Una squadra dell'AFP ha visto delle fosse allineate una accanto all'altra in una terra desolata a circa trenta chilometri a nord-est di Damasco, formando una trincea profonda più di un metro.
In una fossa erano visibili diverse borse. In una borsa, un giornalista dell'AFP ha visto un teschio e ossa umane.
“Pensiamo che sia una fossa comune. Abbiamo trovato una camera blindata aperta con sette sacchi pieni di ossa”, ha detto all'AFP il soccorritore Abdel Rahmane Mawas.

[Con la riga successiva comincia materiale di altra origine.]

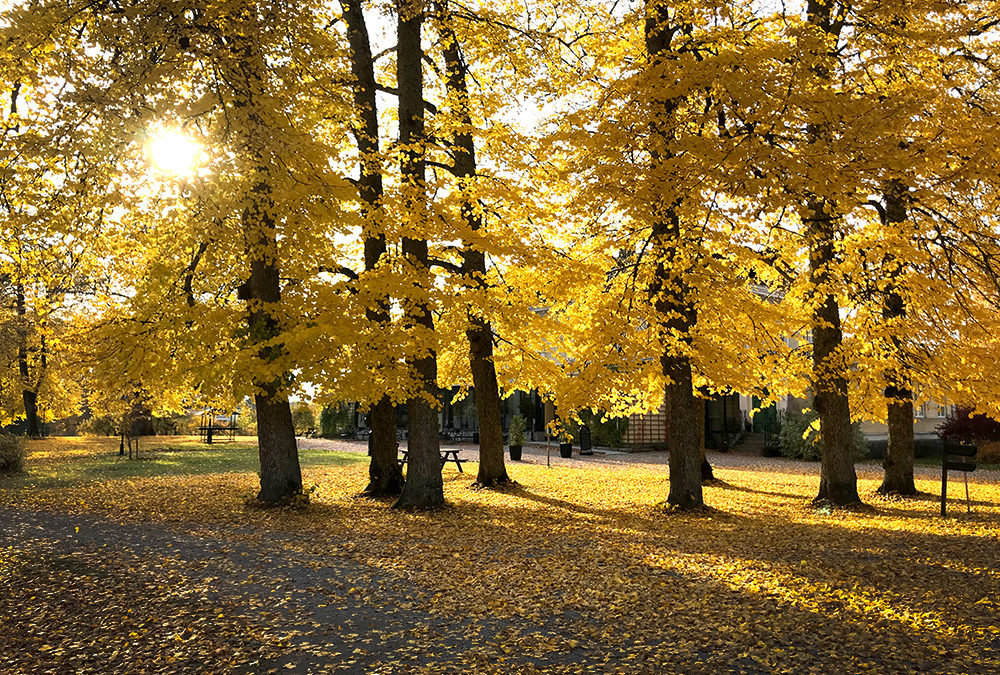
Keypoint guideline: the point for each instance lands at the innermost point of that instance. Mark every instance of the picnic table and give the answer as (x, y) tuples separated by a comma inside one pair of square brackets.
[(446, 456)]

La sorte di decine di migliaia di prigionieri e di dispersi costituisce uno degli aspetti più dolorosi del dramma siriano, in un Paese esangue dopo 13 anni di una guerra devastante, innescata nel 2011 dalla brutale repressione delle manifestazioni pro-democrazia, e che causò più di 500.000 morti.
– Distruzione dei farmaci –
D'altro canto, le nuove autorità hanno dato fuoco a Damasco a scorte di cannabis, scatole di tramadolo e una cinquantina di bustine contenenti un milione di pillole di captagon, un'anfetamina prodotta su scala industriale sotto Assad, secondo due membri delle forze di sicurezza.
Il potere deposto era noto per aver prodotto captagon, trasformando il suo paese in un narco-stato e inondando i mercati del Medio Oriente.
Un'indagine dell'AFP ha rivelato che Captagon aveva trasformato la Siria in un narco-stato con un'industria illegale del valore di circa 9,6 miliardi di euro.